The world No38, who went into the year’s first grand slam in buoyant mood having won her second WTA Tour title last week, suffered an illness later diagnosed as glandular fever in Melbourne two years ago.
It stymied her ascent and hampered her entire season and, though the circumstances and symptoms are familiar, Watson believes it is a recurring problem and not the viral infection.
“I get this at different times. I have a day or two here and there where I feel like this. I’m going to see the doctor afterwards because I can’t let this affect me any more. I’ve lost this week now,” she said.
“I felt very light-headed and low on energy. I think it’s just one of these things that I have, girl things. It just happens.
“It was actually the same doctor that came on court when I called the trainer for no energy two years ago. When he came on in 2013 it was the same thing.

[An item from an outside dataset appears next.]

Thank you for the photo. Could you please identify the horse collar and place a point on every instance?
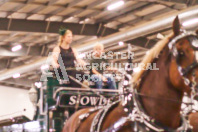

“He said: ‘We’ll just do the same, give you some gels and you’ve just got to fight through it.’ I tried to play more aggressive so we wouldn't have too many long rallies, but I wasn’t consistent enough.”
On a bad second day of the grand slam for Britons, James Ward and youngster Kyle Edmund both limped out in the first round.
British No2 Ward put up a fight in a four-set defeat by 31st seed Fernando Verdasco, while Edmund lost in straight sets to American Steve Johnson.
World No1s Novak Djokovic and Serena Williams both progressed to round two without dropping a set, as did men’s defending champion Stan Wawrinka and women’s fourth seed Petra Kvitova.